I do re-read books but not very often and those I have read again have been childhood favourites or ones that I have never blogged about before. This was the case with P.G.Wodehouse – Very Good, Jeeves* I know I must have read it before and I have watched the TV programme countless times, but sometimes there is just a need for something so frivolous as Bertie Wooster and you have to indulge and I did. I so wish I had never given my copies of those books away, I think I nearly had all the Jeeves and Wooster books too? The whim of youth.

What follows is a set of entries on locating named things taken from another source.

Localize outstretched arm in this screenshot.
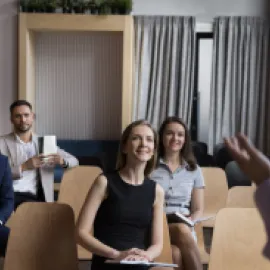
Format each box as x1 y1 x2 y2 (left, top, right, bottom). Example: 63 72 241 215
224 134 270 259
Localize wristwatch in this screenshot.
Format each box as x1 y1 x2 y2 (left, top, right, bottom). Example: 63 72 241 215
62 159 68 169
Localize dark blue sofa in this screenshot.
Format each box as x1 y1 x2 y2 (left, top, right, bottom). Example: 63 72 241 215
54 139 119 183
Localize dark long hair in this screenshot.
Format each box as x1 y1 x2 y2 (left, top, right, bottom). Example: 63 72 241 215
116 120 158 176
158 116 197 171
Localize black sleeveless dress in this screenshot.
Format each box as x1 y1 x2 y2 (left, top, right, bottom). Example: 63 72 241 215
91 172 156 270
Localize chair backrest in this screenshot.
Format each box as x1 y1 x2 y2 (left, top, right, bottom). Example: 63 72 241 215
58 166 102 260
202 167 228 227
4 203 78 270
208 208 270 270
226 186 256 208
225 161 251 188
155 213 173 263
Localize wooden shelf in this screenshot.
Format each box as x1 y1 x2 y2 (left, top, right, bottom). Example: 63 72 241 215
18 13 134 129
20 13 133 32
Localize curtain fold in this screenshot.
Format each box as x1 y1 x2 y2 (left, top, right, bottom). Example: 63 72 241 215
209 17 270 154
133 16 196 127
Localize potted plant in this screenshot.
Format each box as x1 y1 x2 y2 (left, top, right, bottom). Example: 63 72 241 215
27 0 41 12
115 0 132 15
87 0 98 14
58 0 73 13
108 0 118 14
72 0 87 13
20 0 29 12
44 0 57 13
95 0 111 14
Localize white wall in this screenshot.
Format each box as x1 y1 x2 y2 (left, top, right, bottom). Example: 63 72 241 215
0 0 270 137
133 0 270 22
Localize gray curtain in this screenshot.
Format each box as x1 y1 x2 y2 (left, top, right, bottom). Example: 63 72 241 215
209 17 270 153
133 16 195 127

Reading less recently published books has become more a thing with me as my reading (and blogging) goes on through the months and years. I think I have missed out on many authors and want to right that wrong, if it is a wrong, perhaps it is just an oversight. I did that with two books in August – Barbara Pym – Jane and Prudence*. A simple village tale in some ways and I have always loved those and Mary Stewart – Touch Not the Cat*. A mystery tale featuring a big house and I have always loved those too! I have decided that you come to certain authors at certain points in your life and they just work, they just fit and you know that it was at that time you needed to be reading their work. So it matters not a jot if you come late to the party, at least you got there.

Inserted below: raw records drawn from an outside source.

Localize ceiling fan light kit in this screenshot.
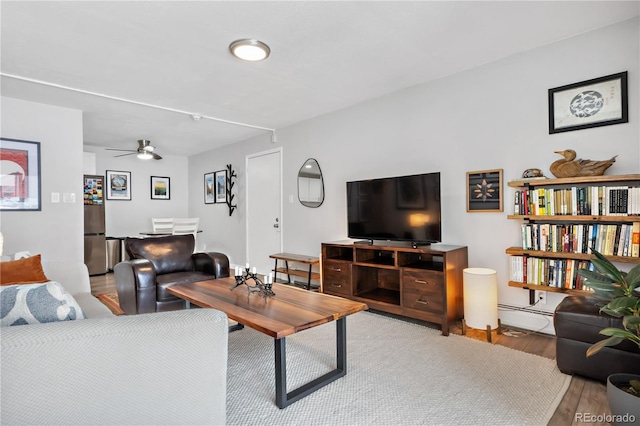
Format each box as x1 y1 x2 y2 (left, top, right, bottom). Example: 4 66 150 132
229 38 271 62
107 139 162 160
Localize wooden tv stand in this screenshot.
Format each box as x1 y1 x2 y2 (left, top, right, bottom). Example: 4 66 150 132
322 241 468 336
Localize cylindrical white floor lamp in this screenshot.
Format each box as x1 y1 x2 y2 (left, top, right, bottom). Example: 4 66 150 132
462 268 500 342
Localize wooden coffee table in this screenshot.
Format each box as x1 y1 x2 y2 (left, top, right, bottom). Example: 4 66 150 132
168 277 367 408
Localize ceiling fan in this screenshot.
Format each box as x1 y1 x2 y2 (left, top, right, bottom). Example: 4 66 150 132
107 139 162 160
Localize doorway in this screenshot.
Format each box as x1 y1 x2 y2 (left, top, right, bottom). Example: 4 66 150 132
245 148 282 274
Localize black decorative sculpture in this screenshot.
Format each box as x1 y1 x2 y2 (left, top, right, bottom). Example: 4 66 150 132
226 164 238 216
231 265 276 302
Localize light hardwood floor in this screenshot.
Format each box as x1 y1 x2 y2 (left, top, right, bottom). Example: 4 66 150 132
91 273 611 426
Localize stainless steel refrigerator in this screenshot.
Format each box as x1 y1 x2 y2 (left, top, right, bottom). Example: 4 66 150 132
83 175 107 275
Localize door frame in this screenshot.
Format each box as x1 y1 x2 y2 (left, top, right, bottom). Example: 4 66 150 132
244 147 284 266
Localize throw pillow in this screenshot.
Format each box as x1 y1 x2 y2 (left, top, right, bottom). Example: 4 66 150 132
0 281 85 327
0 254 50 285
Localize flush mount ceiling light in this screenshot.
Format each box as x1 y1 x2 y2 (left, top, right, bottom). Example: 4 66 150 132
229 39 271 62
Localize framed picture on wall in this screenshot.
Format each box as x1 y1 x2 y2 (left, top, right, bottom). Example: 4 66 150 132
549 71 629 133
0 138 42 211
204 172 216 204
467 169 502 213
106 170 131 201
215 170 227 203
151 176 171 200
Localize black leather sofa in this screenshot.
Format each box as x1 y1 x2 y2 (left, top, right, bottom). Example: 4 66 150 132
113 234 229 315
553 296 640 382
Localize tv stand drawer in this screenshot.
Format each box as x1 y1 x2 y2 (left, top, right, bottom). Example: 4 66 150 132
322 260 351 296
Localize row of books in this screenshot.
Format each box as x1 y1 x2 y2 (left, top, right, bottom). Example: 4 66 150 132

Then there is Grace McCleen – The Land of Decoration* which I cannot put into any sort of category. It was my book club choice for September and was a book I had avoided because I thought “nah, just not for me”. I enjoyed it more than I thought I would, was quite moved by it and it made me think quite a lot too. It will be interesting to see how our group likes or does not like the book.

So this reading rate will certainly dip in September as work starts again and the days are filled with that. It will take a while to get into a reading pattern, so it might be the right time to tackle some less taxing books, but then again I have so many to choose from that I simply cannot make my mind up what to read first in September…….

*Book review yet to appear on this blog.